Last time I wrote about some examples of Early Childhood Investment (ECI), actions that if done early enough in children's lives might have persistent and significant impacts on their adult outcomes (education, income, crime...). A recent study by one of my favorite economists - Raj Chetty - and coauthors provides another excellent example on how some unexpected policies could be understood as ECI.
The Moving to Opportunity (MTO) experiment offered randomly selected families living in high-poverty housing projects vouchers to move to lower-poverty neighborhoods in the 1990s. Previous studies had found that even though this tended to improve health and safety of the families, it did not have significant impacts on the earnings and employment of adults and older youth. Hence, this was taken as evidence that neighborhood environments were not really important for economic success. However, only recently have researchers become able to study the effect on those children who moved at younger ages. And results are quite different.

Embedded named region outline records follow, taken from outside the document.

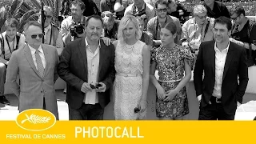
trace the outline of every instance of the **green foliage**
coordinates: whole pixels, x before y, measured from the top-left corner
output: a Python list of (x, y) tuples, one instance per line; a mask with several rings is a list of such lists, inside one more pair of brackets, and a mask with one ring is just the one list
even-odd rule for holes
[[(60, 0), (42, 0), (43, 5), (53, 7), (54, 18), (58, 15), (58, 2)], [(22, 32), (25, 23), (38, 19), (40, 10), (40, 0), (2, 0), (0, 2), (0, 33), (6, 30), (4, 23), (8, 18), (18, 20), (18, 30)], [(54, 20), (55, 20), (54, 18)]]

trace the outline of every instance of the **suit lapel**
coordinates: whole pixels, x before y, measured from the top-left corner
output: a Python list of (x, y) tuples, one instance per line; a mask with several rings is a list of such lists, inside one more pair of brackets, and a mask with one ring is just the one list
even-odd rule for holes
[(82, 38), (81, 41), (80, 46), (79, 46), (79, 50), (81, 54), (81, 58), (82, 59), (82, 62), (84, 62), (84, 66), (86, 70), (86, 75), (88, 74), (88, 70), (87, 70), (87, 54), (86, 54), (86, 42), (85, 38)]
[(24, 53), (25, 53), (25, 57), (27, 60), (27, 62), (29, 62), (29, 64), (30, 65), (30, 66), (32, 67), (33, 70), (39, 76), (39, 73), (38, 71), (37, 70), (36, 67), (35, 67), (35, 65), (34, 63), (34, 61), (33, 61), (33, 58), (32, 58), (32, 54), (31, 54), (31, 51), (28, 46), (28, 45), (25, 45), (25, 48), (24, 48)]
[(43, 78), (45, 77), (45, 75), (46, 74), (46, 73), (48, 72), (49, 65), (50, 65), (50, 55), (49, 55), (49, 51), (48, 51), (47, 48), (45, 46), (45, 45), (42, 45), (42, 51), (43, 51), (43, 54), (45, 55), (45, 58), (46, 61), (45, 70), (44, 70), (43, 76), (42, 76), (42, 78)]
[(230, 64), (232, 63), (233, 50), (234, 50), (233, 46), (234, 46), (233, 43), (230, 42), (229, 50), (227, 52), (226, 58), (222, 80), (224, 79), (224, 78), (225, 78), (225, 76), (226, 74), (226, 72), (229, 70), (229, 67), (230, 67)]
[[(99, 49), (99, 66), (98, 66), (98, 73), (99, 74), (102, 70), (102, 63), (104, 62), (104, 57), (105, 57), (105, 53), (106, 53), (106, 47), (104, 46), (102, 41), (100, 40), (100, 43), (101, 43), (101, 47)], [(99, 74), (100, 75), (100, 74)]]
[(214, 44), (215, 42), (213, 41), (213, 42), (211, 43), (210, 50), (209, 50), (209, 58), (210, 58), (210, 63), (212, 63), (212, 70), (214, 73), (214, 75), (215, 75), (215, 50), (214, 50)]

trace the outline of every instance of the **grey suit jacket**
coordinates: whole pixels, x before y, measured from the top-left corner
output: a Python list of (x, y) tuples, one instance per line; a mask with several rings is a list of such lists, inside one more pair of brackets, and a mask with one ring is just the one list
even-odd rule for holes
[[(19, 99), (19, 111), (42, 109), (45, 98), (46, 109), (58, 119), (54, 82), (58, 78), (58, 56), (54, 46), (42, 44), (46, 64), (42, 78), (34, 63), (28, 45), (15, 50), (10, 59), (6, 84)], [(19, 75), (20, 84), (16, 78)]]

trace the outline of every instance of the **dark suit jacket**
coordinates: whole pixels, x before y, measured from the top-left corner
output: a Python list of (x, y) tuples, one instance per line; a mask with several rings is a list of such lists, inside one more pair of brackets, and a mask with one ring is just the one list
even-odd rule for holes
[[(196, 94), (197, 96), (202, 94), (202, 107), (209, 103), (214, 87), (214, 41), (202, 42), (194, 70)], [(237, 102), (242, 102), (242, 97), (249, 80), (246, 61), (246, 49), (230, 42), (222, 84), (222, 105), (227, 114), (236, 110)], [(203, 72), (204, 78), (202, 78)], [(239, 77), (238, 80), (238, 77)]]
[[(100, 40), (98, 82), (106, 86), (104, 93), (98, 93), (99, 104), (104, 108), (110, 102), (110, 87), (114, 75), (114, 47), (106, 46)], [(88, 82), (87, 57), (85, 38), (77, 39), (66, 45), (58, 66), (59, 77), (67, 83), (66, 102), (73, 109), (81, 107), (85, 94), (81, 91), (82, 85)]]

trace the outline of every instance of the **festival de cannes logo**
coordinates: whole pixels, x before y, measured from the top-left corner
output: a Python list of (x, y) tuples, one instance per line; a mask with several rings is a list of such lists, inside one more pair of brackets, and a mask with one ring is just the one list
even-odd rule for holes
[(52, 113), (42, 109), (30, 109), (22, 111), (16, 118), (16, 123), (18, 126), (31, 131), (50, 129), (55, 122), (55, 116)]

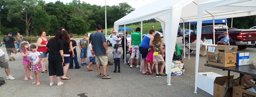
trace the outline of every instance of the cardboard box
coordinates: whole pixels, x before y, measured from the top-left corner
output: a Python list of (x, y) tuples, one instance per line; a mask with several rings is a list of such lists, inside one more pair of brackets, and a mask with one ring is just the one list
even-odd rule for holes
[(213, 72), (198, 72), (198, 87), (211, 95), (214, 93), (214, 82), (216, 77), (223, 76)]
[[(233, 79), (234, 76), (230, 76), (230, 79)], [(228, 79), (228, 76), (217, 77), (214, 83), (214, 97), (223, 96), (226, 87), (224, 87), (225, 80)], [(232, 96), (232, 90), (229, 89), (226, 92), (226, 97)]]
[(251, 88), (244, 85), (234, 86), (233, 87), (233, 97), (255, 97), (256, 93), (246, 90)]
[(237, 66), (248, 65), (250, 63), (250, 52), (237, 53)]
[(236, 66), (237, 46), (220, 45), (208, 48), (207, 63), (223, 67)]

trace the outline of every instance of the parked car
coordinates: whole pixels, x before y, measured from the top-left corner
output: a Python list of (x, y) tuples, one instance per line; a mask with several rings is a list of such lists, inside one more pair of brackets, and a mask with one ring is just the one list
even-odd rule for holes
[[(201, 39), (205, 37), (206, 39), (211, 39), (213, 41), (213, 26), (206, 26), (202, 27)], [(226, 31), (226, 25), (217, 25), (215, 26), (215, 44), (223, 38), (223, 33)], [(191, 42), (196, 39), (196, 29), (191, 33)], [(182, 38), (182, 43), (188, 43), (188, 34), (185, 36), (185, 39)], [(253, 45), (256, 42), (256, 30), (229, 30), (229, 44), (230, 45), (237, 45), (240, 50), (246, 49), (248, 46)]]
[[(148, 32), (148, 33), (147, 33), (145, 34), (143, 34), (143, 35), (142, 35), (142, 38), (144, 38), (144, 36), (146, 36), (147, 34), (148, 34), (149, 33), (149, 31)], [(164, 37), (164, 34), (163, 34), (163, 33), (160, 33), (160, 32), (159, 32), (159, 31), (155, 31), (155, 34), (160, 34), (160, 36), (161, 36), (161, 38)]]
[[(123, 36), (123, 33), (117, 33), (116, 36)], [(113, 34), (110, 35), (108, 37), (106, 37), (106, 42), (107, 42), (107, 45), (108, 46), (112, 46), (112, 36), (113, 36)], [(129, 44), (129, 43), (130, 42), (130, 38), (131, 38), (131, 36), (130, 35), (128, 35), (126, 37), (126, 38), (127, 39), (127, 42)], [(118, 39), (120, 39), (121, 37), (119, 38)], [(119, 42), (118, 44), (119, 45), (121, 45), (122, 41)]]
[(253, 27), (250, 28), (250, 29), (256, 29), (256, 26), (254, 26), (254, 27)]
[[(191, 32), (192, 32), (193, 30), (190, 30), (190, 33), (191, 33)], [(189, 30), (188, 29), (187, 29), (187, 30), (185, 30), (185, 34), (189, 34)]]
[[(158, 30), (159, 32), (163, 33), (163, 29), (159, 29)], [(178, 28), (178, 33), (177, 33), (177, 37), (180, 36), (183, 36), (183, 28)]]

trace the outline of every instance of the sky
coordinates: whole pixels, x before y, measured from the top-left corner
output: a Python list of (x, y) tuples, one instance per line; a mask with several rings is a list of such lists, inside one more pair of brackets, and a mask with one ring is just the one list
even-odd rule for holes
[[(64, 4), (71, 2), (72, 0), (44, 0), (46, 3), (49, 2), (55, 3), (57, 1), (60, 1)], [(156, 1), (157, 0), (106, 0), (106, 5), (109, 6), (118, 5), (119, 3), (126, 2), (133, 8), (138, 9), (141, 6), (145, 5), (150, 3)], [(81, 0), (81, 2), (85, 2), (91, 5), (98, 5), (105, 6), (104, 0)]]

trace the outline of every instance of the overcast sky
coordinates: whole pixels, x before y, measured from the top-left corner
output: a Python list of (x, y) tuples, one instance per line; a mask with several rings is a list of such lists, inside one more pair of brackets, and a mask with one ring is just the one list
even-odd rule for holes
[[(60, 1), (65, 4), (66, 3), (71, 2), (72, 0), (44, 0), (46, 3), (49, 2), (55, 3), (57, 1)], [(157, 0), (106, 0), (106, 5), (109, 6), (118, 5), (119, 3), (126, 2), (133, 7), (137, 9), (142, 6), (153, 2)], [(81, 0), (82, 2), (85, 2), (91, 5), (98, 5), (105, 6), (104, 0)]]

Chetty and Hendren had previously used evidence from movers to suggest that gains were larger for children who are younger when they move: every year spent in a better area during childhood increases earnings in adulthood. The figure below shows the percentage gain from moving to a better area by the age at which the child moves. For example, children who move at age 9 have outcomes that are about 50% between the outcomes of children who grow up permanently in the origin and destination areas.

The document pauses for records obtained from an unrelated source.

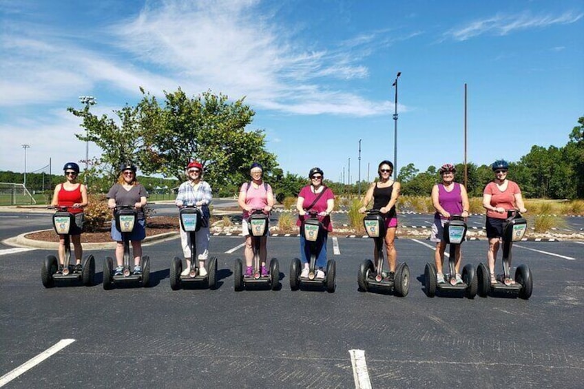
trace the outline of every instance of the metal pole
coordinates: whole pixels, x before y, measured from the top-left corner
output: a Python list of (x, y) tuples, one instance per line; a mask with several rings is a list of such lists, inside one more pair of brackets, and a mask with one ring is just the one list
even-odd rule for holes
[(30, 145), (23, 145), (22, 148), (24, 149), (24, 189), (26, 189), (26, 149), (30, 147)]
[(395, 87), (395, 110), (393, 113), (393, 180), (397, 179), (397, 78), (402, 75), (402, 72), (398, 72), (392, 86)]
[(359, 140), (359, 197), (361, 198), (361, 139)]

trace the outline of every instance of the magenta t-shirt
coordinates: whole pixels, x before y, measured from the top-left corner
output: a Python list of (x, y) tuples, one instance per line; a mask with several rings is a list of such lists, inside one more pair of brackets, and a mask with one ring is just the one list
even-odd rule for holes
[[(267, 189), (265, 187), (267, 187)], [(256, 188), (251, 182), (245, 182), (241, 186), (239, 191), (247, 193), (246, 205), (249, 205), (254, 209), (263, 209), (268, 204), (268, 193), (272, 193), (272, 187), (269, 184), (264, 185), (264, 182), (262, 182), (259, 187)], [(247, 219), (249, 217), (249, 213), (244, 211), (243, 217)]]
[[(300, 193), (298, 193), (298, 197), (302, 197), (304, 199), (304, 202), (302, 203), (302, 207), (306, 209), (306, 207), (309, 207), (311, 204), (314, 202), (314, 200), (316, 200), (316, 198), (318, 197), (320, 194), (320, 193), (315, 193), (312, 191), (311, 185), (306, 185), (302, 188)], [(335, 195), (333, 193), (333, 191), (331, 190), (331, 188), (324, 188), (324, 193), (322, 193), (322, 196), (320, 196), (320, 198), (318, 199), (316, 204), (315, 204), (310, 209), (306, 209), (306, 211), (324, 212), (326, 211), (326, 202), (330, 199), (334, 200)], [(300, 227), (304, 219), (304, 216), (298, 215), (298, 220), (296, 222), (296, 225)], [(333, 231), (333, 224), (331, 222), (331, 216), (328, 216), (328, 215), (324, 217), (319, 216), (318, 219), (320, 220), (320, 222), (322, 223), (322, 226), (326, 229), (326, 231), (329, 232)]]

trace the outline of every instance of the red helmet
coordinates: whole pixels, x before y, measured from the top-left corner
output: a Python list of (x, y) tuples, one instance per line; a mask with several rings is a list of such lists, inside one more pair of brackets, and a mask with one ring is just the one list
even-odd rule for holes
[(202, 173), (202, 165), (197, 161), (194, 160), (189, 162), (189, 165), (187, 166), (187, 170), (189, 170), (191, 167), (196, 167), (197, 169), (201, 171), (201, 173)]

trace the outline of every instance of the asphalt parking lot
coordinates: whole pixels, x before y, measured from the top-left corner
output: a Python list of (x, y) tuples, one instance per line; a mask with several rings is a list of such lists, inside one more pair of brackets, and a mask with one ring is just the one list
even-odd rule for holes
[[(298, 240), (280, 237), (269, 238), (268, 249), (280, 261), (282, 289), (238, 293), (232, 270), (242, 249), (226, 252), (242, 242), (211, 238), (216, 290), (171, 290), (178, 239), (145, 248), (152, 266), (147, 288), (45, 289), (41, 264), (53, 252), (0, 255), (0, 375), (74, 339), (6, 387), (355, 388), (356, 369), (373, 388), (580, 388), (584, 381), (582, 242), (516, 244), (514, 266), (527, 264), (534, 279), (527, 301), (426, 297), (424, 267), (433, 251), (429, 241), (412, 239), (396, 243), (412, 276), (405, 297), (358, 291), (357, 269), (373, 242), (344, 238), (337, 239), (337, 255), (328, 241), (337, 262), (334, 293), (290, 290)], [(486, 244), (464, 243), (464, 262), (484, 261)], [(92, 253), (100, 282), (113, 251)]]

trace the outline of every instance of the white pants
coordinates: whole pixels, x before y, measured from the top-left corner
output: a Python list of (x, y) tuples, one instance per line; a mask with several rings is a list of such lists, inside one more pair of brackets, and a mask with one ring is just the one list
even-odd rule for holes
[[(197, 244), (197, 252), (198, 260), (201, 261), (206, 260), (209, 257), (209, 241), (211, 237), (209, 236), (209, 227), (201, 227), (201, 229), (195, 233), (195, 238)], [(185, 258), (191, 259), (191, 234), (188, 232), (185, 232), (182, 229), (180, 229), (180, 245), (182, 246), (182, 253)]]

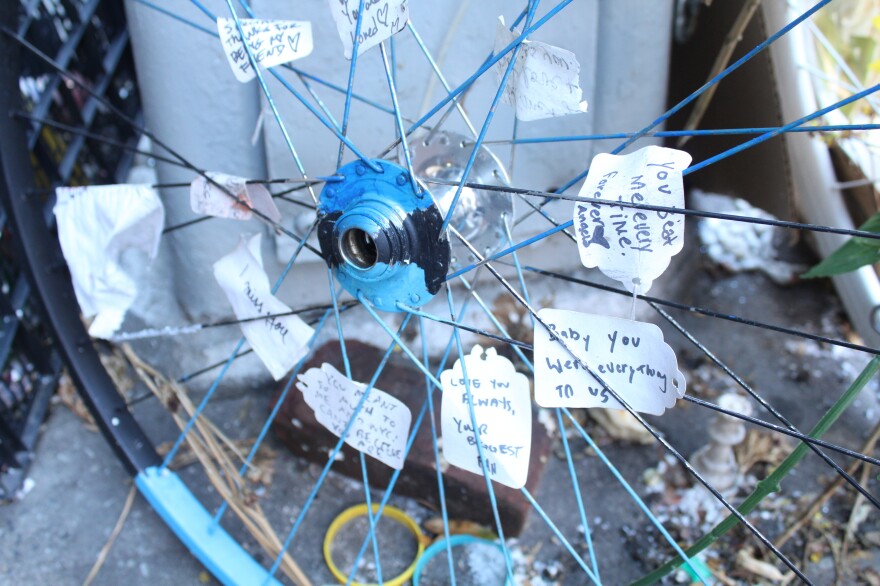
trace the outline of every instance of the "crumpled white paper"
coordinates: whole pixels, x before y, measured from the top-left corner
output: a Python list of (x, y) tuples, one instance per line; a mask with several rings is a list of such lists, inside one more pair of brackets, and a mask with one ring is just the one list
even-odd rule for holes
[[(260, 234), (242, 235), (235, 250), (214, 263), (214, 278), (226, 293), (235, 317), (250, 320), (239, 324), (244, 337), (272, 378), (279, 380), (308, 352), (315, 330), (290, 313), (272, 295), (263, 270)], [(253, 318), (264, 319), (253, 319)]]
[(159, 194), (149, 185), (59, 187), (54, 213), (64, 260), (80, 310), (95, 316), (89, 334), (110, 338), (137, 297), (122, 268), (127, 250), (156, 257), (165, 223)]

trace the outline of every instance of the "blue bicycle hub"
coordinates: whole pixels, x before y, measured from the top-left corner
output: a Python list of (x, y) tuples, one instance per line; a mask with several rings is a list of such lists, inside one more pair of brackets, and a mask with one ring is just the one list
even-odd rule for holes
[(336, 175), (342, 178), (325, 185), (318, 204), (321, 253), (336, 279), (384, 311), (430, 301), (450, 256), (431, 194), (388, 161), (354, 161)]

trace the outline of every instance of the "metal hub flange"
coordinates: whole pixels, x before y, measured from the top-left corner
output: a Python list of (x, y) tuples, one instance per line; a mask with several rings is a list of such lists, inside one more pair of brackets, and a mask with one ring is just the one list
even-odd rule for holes
[(440, 290), (449, 269), (443, 216), (424, 186), (415, 193), (406, 169), (374, 160), (341, 167), (318, 203), (321, 253), (336, 279), (384, 311), (418, 307)]
[[(457, 183), (464, 176), (473, 150), (473, 141), (445, 130), (417, 131), (410, 137), (410, 156), (418, 177)], [(507, 172), (501, 161), (489, 149), (481, 146), (468, 174), (469, 183), (509, 185)], [(449, 212), (457, 186), (431, 184), (431, 193), (444, 216)], [(489, 256), (506, 242), (505, 219), (513, 225), (513, 198), (510, 194), (487, 189), (465, 187), (452, 214), (451, 225), (481, 255)], [(470, 250), (451, 237), (452, 265), (462, 266), (477, 259)]]

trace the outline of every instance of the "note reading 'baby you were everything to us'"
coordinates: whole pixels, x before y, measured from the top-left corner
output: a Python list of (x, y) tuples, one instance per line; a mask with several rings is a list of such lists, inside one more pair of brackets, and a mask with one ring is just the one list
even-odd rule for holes
[[(440, 375), (443, 456), (453, 466), (522, 488), (529, 474), (532, 400), (529, 381), (494, 348), (474, 346)], [(471, 406), (474, 417), (471, 418)], [(476, 425), (475, 425), (476, 423)], [(477, 449), (479, 442), (483, 458)]]
[(675, 352), (654, 324), (552, 308), (538, 317), (553, 332), (535, 324), (538, 405), (623, 409), (611, 389), (634, 410), (662, 415), (684, 396)]
[(412, 413), (399, 399), (376, 388), (366, 393), (366, 385), (349, 380), (326, 362), (301, 374), (296, 387), (318, 423), (333, 435), (342, 437), (350, 422), (345, 443), (396, 470), (403, 468)]
[(574, 204), (584, 266), (599, 267), (631, 292), (647, 293), (684, 246), (684, 216), (607, 202), (682, 209), (682, 171), (690, 162), (686, 152), (659, 146), (596, 155)]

And how big are the differences of being born and raised in one area versus another? This is particularly hard to answer because people are not born in random places. Being born and raised in the Upper West Side of NYC is probably associated with coming from a high income, high educated family. But the authors did their best to distinguish effects from each other (once again by using movers), and found that the neighborhood impacts on earnings can be over 30% (moving from bottom to top counties). In case you are thinking about moving, Table 1 shows the bottom and top 10 places in the US.
Table 1: Percentage Gains/Losses Relative to National Average.
With this evidence in hand, they went on to try to confirm their findings using the MTO experiment. The evidence from this experiment was more particular (only poor people were the target) but was also more robust to estimation problems. As mentioned before, people are not born in neither do they move to random locations. They choose were they live or move to. And this brings selection problems during estimation. The MTO experiment provided people who actually were randomly given the opportunity to move (though they were still partially able to choose the destination). And results were confirmed.
Even though the MTO experiment suggested that better neighborhoods had almost no effects on adult earnings of children who moved after the age of 13, Chetty and co-authors found that those who moved to better neighborhoods before the age of 13 had on average a 31% increase in their income. Moreover, it also increased their college attendance. Individuals with Section 8 vouchers were given the freedom to choose where to move to, while those with experimental vouchers were forced to choose places with poverty rates below 10%. As impacts were smaller for those with Section 8 vouchers, actively encouraging families to move to lower-poverty areas (and not just anywhere they want) seems to also be important for these type of policies.
Moving a child out of public housing at age of 8 would increase her total lifetime earnings by $302,000. But how expensive is this policy? With an average family of two children, the authors estimate that it amounts to a gain (net of extra costs) of almost $100,000 per child. Moreover, given the gain in tax income paid by these children in the future (extra $400 per year in the mid-twenties), results suggest that the additional tax revenue may be enough to finance the difference between public housing and moving vouchers costs. Whether this policy is still worth it in simple gains-costs terms for those who are not in public housing remains to be seen. However, I believe benefits other than earnings, like health, education or crime, should be considered. Moreover, the effect on future generations (the children of those moved) should also be taken into account as children of higher educated and higher income parents tend to do better in life.
Based on an article by Chetty, Hendren and Katz.